Kilometer Zero is a collective of international artists and writers that produces magazines, theatre, and artistic performances. It was founded in Paris, France, at the Shakespeare and Company bookstore in 2000. The group operates as an association under the French laws of 1901. The name derives from 'Kilometre Zero', the point in front of Notre Dame cathedral.

The Kilometer Zero magazine was created as an advertising free creative and political platform. Contributors have included Noam Chomsky, Ralph Nader, Dennis Cooper, Tom Tomorrow, Daniel Stedman, CD Wright, and Sparkle Hayter. Kilometer Zero has produced performances in Paris, London, Brooklyn, Amsterdam, Marseille, and Beijing.

The founding of Kilometer Zero is documented in Jeremy Mercer's novel Time Was Soft There, published in 2005 by St. Martin's Press.

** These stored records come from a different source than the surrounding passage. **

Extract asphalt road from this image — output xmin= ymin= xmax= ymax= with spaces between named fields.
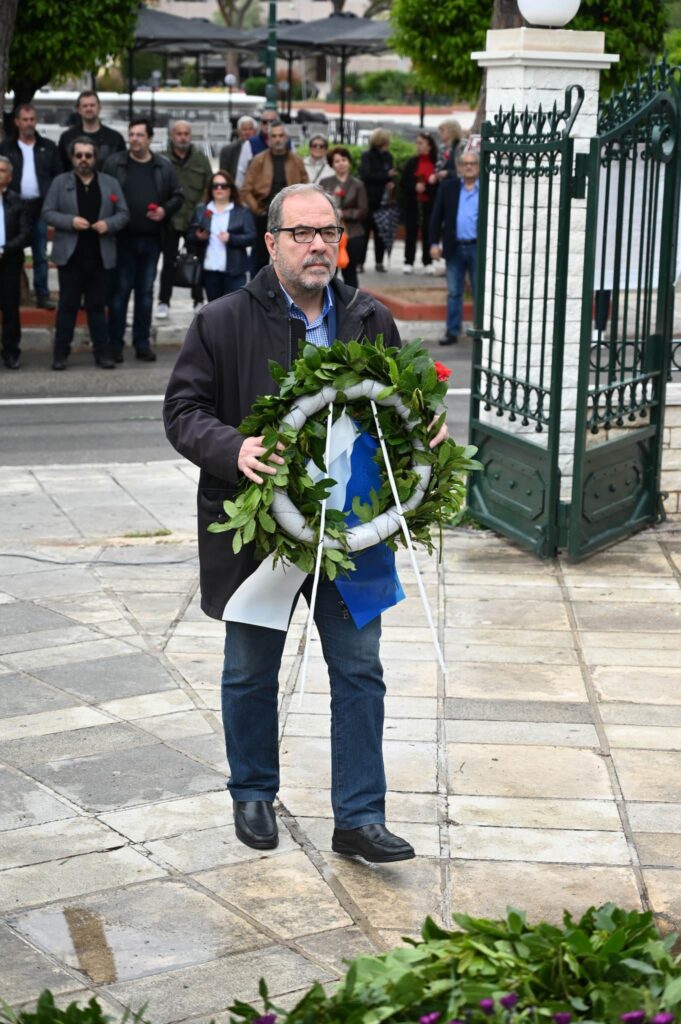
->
xmin=0 ymin=338 xmax=473 ymax=467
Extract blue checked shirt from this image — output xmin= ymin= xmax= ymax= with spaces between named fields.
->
xmin=279 ymin=283 xmax=333 ymax=347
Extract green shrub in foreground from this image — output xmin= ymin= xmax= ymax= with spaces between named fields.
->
xmin=3 ymin=906 xmax=681 ymax=1024
xmin=231 ymin=905 xmax=681 ymax=1024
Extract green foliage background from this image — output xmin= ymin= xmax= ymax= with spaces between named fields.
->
xmin=390 ymin=0 xmax=667 ymax=104
xmin=8 ymin=0 xmax=138 ymax=105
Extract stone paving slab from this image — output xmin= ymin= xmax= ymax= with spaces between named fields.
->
xmin=2 ymin=460 xmax=681 ymax=1020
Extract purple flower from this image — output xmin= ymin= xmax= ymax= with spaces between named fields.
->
xmin=620 ymin=1014 xmax=646 ymax=1024
xmin=500 ymin=994 xmax=519 ymax=1010
xmin=553 ymin=1014 xmax=572 ymax=1024
xmin=651 ymin=1017 xmax=674 ymax=1024
xmin=252 ymin=1016 xmax=276 ymax=1024
xmin=480 ymin=999 xmax=495 ymax=1016
xmin=420 ymin=1014 xmax=441 ymax=1024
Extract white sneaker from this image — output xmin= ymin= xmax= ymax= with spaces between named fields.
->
xmin=424 ymin=264 xmax=436 ymax=275
xmin=156 ymin=302 xmax=169 ymax=319
xmin=403 ymin=264 xmax=413 ymax=274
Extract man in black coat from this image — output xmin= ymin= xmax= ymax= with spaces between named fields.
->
xmin=218 ymin=114 xmax=256 ymax=181
xmin=57 ymin=91 xmax=126 ymax=172
xmin=164 ymin=182 xmax=448 ymax=862
xmin=0 ymin=104 xmax=61 ymax=309
xmin=103 ymin=119 xmax=183 ymax=362
xmin=0 ymin=155 xmax=31 ymax=369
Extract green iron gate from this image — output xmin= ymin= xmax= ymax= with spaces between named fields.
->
xmin=569 ymin=64 xmax=681 ymax=558
xmin=468 ymin=65 xmax=681 ymax=559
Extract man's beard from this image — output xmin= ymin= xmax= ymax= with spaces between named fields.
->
xmin=297 ymin=254 xmax=334 ymax=292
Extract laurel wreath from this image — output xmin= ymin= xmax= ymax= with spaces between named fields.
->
xmin=208 ymin=337 xmax=481 ymax=581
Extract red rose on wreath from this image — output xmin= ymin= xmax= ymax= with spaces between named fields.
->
xmin=434 ymin=361 xmax=451 ymax=382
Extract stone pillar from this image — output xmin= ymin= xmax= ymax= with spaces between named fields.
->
xmin=471 ymin=28 xmax=618 ymax=500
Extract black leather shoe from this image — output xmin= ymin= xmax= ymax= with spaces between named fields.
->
xmin=94 ymin=351 xmax=115 ymax=369
xmin=51 ymin=358 xmax=67 ymax=371
xmin=135 ymin=348 xmax=157 ymax=362
xmin=36 ymin=295 xmax=55 ymax=310
xmin=332 ymin=823 xmax=415 ymax=863
xmin=439 ymin=335 xmax=458 ymax=346
xmin=233 ymin=800 xmax=278 ymax=850
xmin=2 ymin=353 xmax=20 ymax=370
xmin=112 ymin=349 xmax=124 ymax=363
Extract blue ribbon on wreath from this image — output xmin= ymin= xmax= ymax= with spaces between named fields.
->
xmin=335 ymin=428 xmax=405 ymax=629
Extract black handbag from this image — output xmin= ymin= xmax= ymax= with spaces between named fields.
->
xmin=173 ymin=248 xmax=202 ymax=289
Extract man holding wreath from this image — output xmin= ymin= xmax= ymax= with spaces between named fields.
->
xmin=164 ymin=183 xmax=448 ymax=863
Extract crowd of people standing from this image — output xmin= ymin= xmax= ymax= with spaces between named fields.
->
xmin=0 ymin=93 xmax=480 ymax=370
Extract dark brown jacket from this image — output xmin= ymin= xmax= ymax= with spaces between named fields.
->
xmin=163 ymin=265 xmax=401 ymax=619
xmin=321 ymin=175 xmax=368 ymax=240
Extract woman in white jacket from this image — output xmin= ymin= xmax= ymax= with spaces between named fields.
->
xmin=303 ymin=134 xmax=335 ymax=185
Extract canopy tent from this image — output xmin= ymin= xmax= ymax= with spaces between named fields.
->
xmin=129 ymin=6 xmax=256 ymax=117
xmin=247 ymin=13 xmax=393 ymax=141
xmin=133 ymin=6 xmax=253 ymax=51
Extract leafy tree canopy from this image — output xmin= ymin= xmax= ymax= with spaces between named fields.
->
xmin=390 ymin=0 xmax=666 ymax=103
xmin=8 ymin=0 xmax=138 ymax=107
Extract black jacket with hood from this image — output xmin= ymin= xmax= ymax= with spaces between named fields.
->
xmin=163 ymin=265 xmax=401 ymax=619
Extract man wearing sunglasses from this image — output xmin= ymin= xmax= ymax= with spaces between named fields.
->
xmin=165 ymin=183 xmax=449 ymax=865
xmin=42 ymin=138 xmax=130 ymax=370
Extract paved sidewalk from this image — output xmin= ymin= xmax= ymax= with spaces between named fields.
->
xmin=2 ymin=460 xmax=681 ymax=1021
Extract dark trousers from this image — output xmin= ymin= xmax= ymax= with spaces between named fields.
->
xmin=108 ymin=235 xmax=161 ymax=353
xmin=221 ymin=578 xmax=386 ymax=829
xmin=0 ymin=255 xmax=22 ymax=357
xmin=25 ymin=199 xmax=49 ymax=299
xmin=404 ymin=199 xmax=434 ymax=267
xmin=54 ymin=260 xmax=111 ymax=359
xmin=253 ymin=214 xmax=270 ymax=274
xmin=158 ymin=226 xmax=203 ymax=306
xmin=340 ymin=235 xmax=364 ymax=289
xmin=203 ymin=269 xmax=247 ymax=302
xmin=362 ymin=211 xmax=386 ymax=268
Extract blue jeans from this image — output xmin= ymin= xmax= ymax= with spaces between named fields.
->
xmin=108 ymin=235 xmax=161 ymax=352
xmin=221 ymin=577 xmax=386 ymax=829
xmin=446 ymin=241 xmax=476 ymax=337
xmin=31 ymin=216 xmax=49 ymax=299
xmin=203 ymin=269 xmax=246 ymax=302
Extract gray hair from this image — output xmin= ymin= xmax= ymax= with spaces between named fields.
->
xmin=237 ymin=115 xmax=256 ymax=129
xmin=267 ymin=183 xmax=338 ymax=233
xmin=169 ymin=119 xmax=192 ymax=134
xmin=0 ymin=155 xmax=12 ymax=173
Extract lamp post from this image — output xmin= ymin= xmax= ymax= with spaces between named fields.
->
xmin=265 ymin=0 xmax=277 ymax=109
xmin=150 ymin=68 xmax=162 ymax=129
xmin=224 ymin=72 xmax=237 ymax=129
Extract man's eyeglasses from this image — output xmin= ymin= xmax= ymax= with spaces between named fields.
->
xmin=261 ymin=118 xmax=276 ymax=125
xmin=74 ymin=153 xmax=94 ymax=160
xmin=272 ymin=225 xmax=343 ymax=244
xmin=212 ymin=182 xmax=230 ymax=189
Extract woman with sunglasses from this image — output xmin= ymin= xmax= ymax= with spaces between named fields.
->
xmin=303 ymin=134 xmax=335 ymax=185
xmin=188 ymin=173 xmax=256 ymax=301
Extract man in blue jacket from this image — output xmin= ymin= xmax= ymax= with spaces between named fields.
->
xmin=429 ymin=150 xmax=479 ymax=345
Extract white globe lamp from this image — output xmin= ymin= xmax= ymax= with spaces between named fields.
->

==Notable Kilometer Zero projects==
- The Robin Hood Project (Summer 2002): A product placement sting where major designer labels were duped into donating their goods to French charities.
- Lysistrata (March 2003): Kilometer Zero produced an adaption of Lysistrata as part of an anti-war statement made by theaters around the world.
- Pssst... America! (October 2004): A seven city political barnstorming tour emphasizing social inequity in America in advance of the 2004 presidential elections.
- The Short Step (May 2005): (pictured) Kilometer Zero opened the Dashanzi International Arts Festival in Beijing by grouping together 400 westerners dressed in traditional Chinese factory uniforms. The performance was interrupted by Chinese officials.